After 14 years of retirement I still haven't figured out the answer to those questions yet, but I'd suggest setting yourself up with access to credit before you leave active duty.  Then, once you retire, take it easy for at least two years.  If you find long-distance landlording to be absolutely fascinating, challenging, and fulfilling then go do it.  (You should plan your real-estate exit strategy, too-- other than "probate".)  If you develop other interests then you can put the rental property plan on the shelf until you have more time (or interest). 

Personally, every year we've become wealthier without working any harder.  I get more challenge & fulfillment out of family, travel, writing, and surfing than out of working for more money.  I have a lot more autonomy, too, instead of managing properties & property managers.

Which COA do you guys / gals think I should do?  Also, any other additional things I should do?  I am also using LLC's for 3 of the properties, so as each LLC is making more $ (after mortgage paid off), I can put 25% of the income into a SEP, which will further reduce taxes.
Hopefully you've sought professional advice on the SEP.  I know from a CPA discussion that one rental property does not make me a "Real Estate Professional" in the eyes of the IRS's active participation parameters, but I'm not sure about the threshold. 

Another question would be why you're sheltering money in the SEP now, only to face RMDs later.  Your military pension is probably going to put you right into the 15% personal income tax bracket, and the rental income will put you into the 25% bracket.  You're certainly deferring the taxes but I'm not sure that you're going to avoid any taxes.  Perhaps it's better to maximize your contributions to your Roth TSP and your Roth IRAs now (while you're in the lowest income-tax bracket that you'll ever see) and not complicate your tax situation with the SEP.  But again... professional advice.

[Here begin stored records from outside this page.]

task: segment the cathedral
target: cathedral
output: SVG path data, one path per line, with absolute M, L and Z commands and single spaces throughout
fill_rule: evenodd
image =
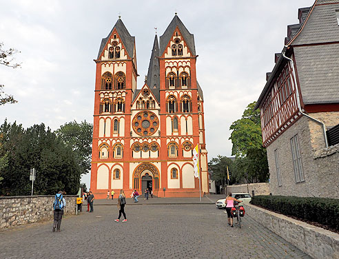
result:
M 158 197 L 198 197 L 193 149 L 198 146 L 201 194 L 208 193 L 203 91 L 194 37 L 176 14 L 156 34 L 147 76 L 137 89 L 135 37 L 119 19 L 97 59 L 91 190 Z

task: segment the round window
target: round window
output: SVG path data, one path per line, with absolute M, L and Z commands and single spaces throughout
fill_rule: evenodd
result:
M 139 136 L 153 135 L 159 127 L 159 120 L 152 112 L 140 112 L 133 118 L 133 130 Z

I'm on travel for another month, but we'll be back on Oahu in October.

EZcurrency

  • 5 O'Clock Shadow
  • *
  • Posts: 9
Re: Financially Independent in 5 years – cruise along or keep expanding?
« Reply #11 on: August 29, 2016, 01:04:08 AM »
Nords,

Thanks for the reply and advice!  We have never met nor communicated on forums, but I'd enjoy meeting for lunch or coffee when you are back on island in Oct.  I'll send you a PM.  Safe travels!

Regards,
EZ

patrickza

  • Pencil Stache
  • ****
  • Posts: 544
  • Age: 40
    • The Investor Challenge
Re: Financially Independent in 5 years – cruise along or keep expanding?
« Reply #12 on: August 29, 2016, 03:51:45 AM »
I also vote for 1. That's not only FI, but that allows you to increase the stache slowly but surely, which means you could then increase spending if you really wanted to in future. Go and enjoy your life!